ATRIAL FIBRILLATION (AF)
Atrial fibrillation is a disorder in which the normally regular and coordinated contraction pattern of the heart's two small upper chambers (the atria) becomes irregular and uncoordinated. The irregular contraction pattern associated with atrial fibrillation causes blood to pool in the atria, predisposing the formation of clots. These clots may travel from the heart and become lodged in the arteries leading to the brain and other organs, thereby blocking necessary blood flow and potentially resulting in stroke. In addition, in patients with heart failure and reduced left ventricular ejection fraction (HFREF), new onset atrial fibrillation may also contribute to worsening heart failure and increased risk of death. AF is considered an epidemic cardiovascular disease with an estimated prevalence of at least 2.7 million Americans in 2010.
AF CLINICAL TRIAL
GENETIC-AF is planned as a Phase 2B/3, multi-center, randomized, double-blind clinical trial comparing Gencaro to metoprolol CR/XL for prevention of AF in patients with heart failure and reduced left ventricular ejection fraction (HFREF). ARCA plans to enroll only patients with the genetic variant of the beta-1 cardiac receptor which the Company believes responds most favorably to Gencaro. GENETIC-AF has an adaptive design, under which the Company plans to initiate it as a Phase 2B study in approximately 200 patients and then, depending on the results of an interim analysis by the trial Data Safety Monitoring Board (DSMB), expand the trial to a Phase 3 study by enrolling an estimated additional 420 patients. The Company now anticipates that patient enrollment in GENETIC-AF will begin in the first quarter of 2014.
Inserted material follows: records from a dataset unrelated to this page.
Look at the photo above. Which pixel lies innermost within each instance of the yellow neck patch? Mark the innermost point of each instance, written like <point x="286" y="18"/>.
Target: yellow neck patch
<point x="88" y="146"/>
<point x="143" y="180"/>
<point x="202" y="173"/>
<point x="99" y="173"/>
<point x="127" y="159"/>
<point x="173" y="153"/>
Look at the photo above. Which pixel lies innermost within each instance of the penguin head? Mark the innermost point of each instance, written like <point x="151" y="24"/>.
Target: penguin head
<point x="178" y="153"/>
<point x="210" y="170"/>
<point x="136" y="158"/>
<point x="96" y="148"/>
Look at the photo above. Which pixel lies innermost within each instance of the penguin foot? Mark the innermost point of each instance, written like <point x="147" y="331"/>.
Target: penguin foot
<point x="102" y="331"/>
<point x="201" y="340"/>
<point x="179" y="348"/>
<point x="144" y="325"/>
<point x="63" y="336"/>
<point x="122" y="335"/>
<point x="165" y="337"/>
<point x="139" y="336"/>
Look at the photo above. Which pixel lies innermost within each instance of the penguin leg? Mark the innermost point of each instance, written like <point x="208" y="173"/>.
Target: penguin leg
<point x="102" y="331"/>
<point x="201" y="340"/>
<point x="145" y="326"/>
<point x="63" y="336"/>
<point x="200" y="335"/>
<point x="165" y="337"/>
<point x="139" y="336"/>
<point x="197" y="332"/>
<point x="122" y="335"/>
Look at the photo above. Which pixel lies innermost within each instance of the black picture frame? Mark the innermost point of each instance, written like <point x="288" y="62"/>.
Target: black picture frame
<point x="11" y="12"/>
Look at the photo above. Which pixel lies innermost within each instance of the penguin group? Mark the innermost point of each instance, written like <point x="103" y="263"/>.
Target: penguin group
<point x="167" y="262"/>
Under the collaboration with Medtronic, ARCA plans to conduct a substudy that will include continuous monitoring of the cardiac rhythms of all 200 patients enrolled during the Phase 2B portion of GENETIC-AF. Each patient will have heart rhythm monitoring via a Medtronic device, either a previously implanted cardiac resynchronization or defibrillation device, or a previously or newly inserted Reveal® loop recorder. The collaboration substudy will measure AF burden, defined as a patient’s actual time in AF regardless of symptoms. For the DSMB interim analysis, AF burden and the primary endpoint of the study, time to recurrence of symptomatic AF after electrical cardioversion, or death, will be reviewed by the DSMB to determine if there is sufficient potential for a statistically significant efficacy signal to be determined for all patients enrolled in the Phase 2B/3 study.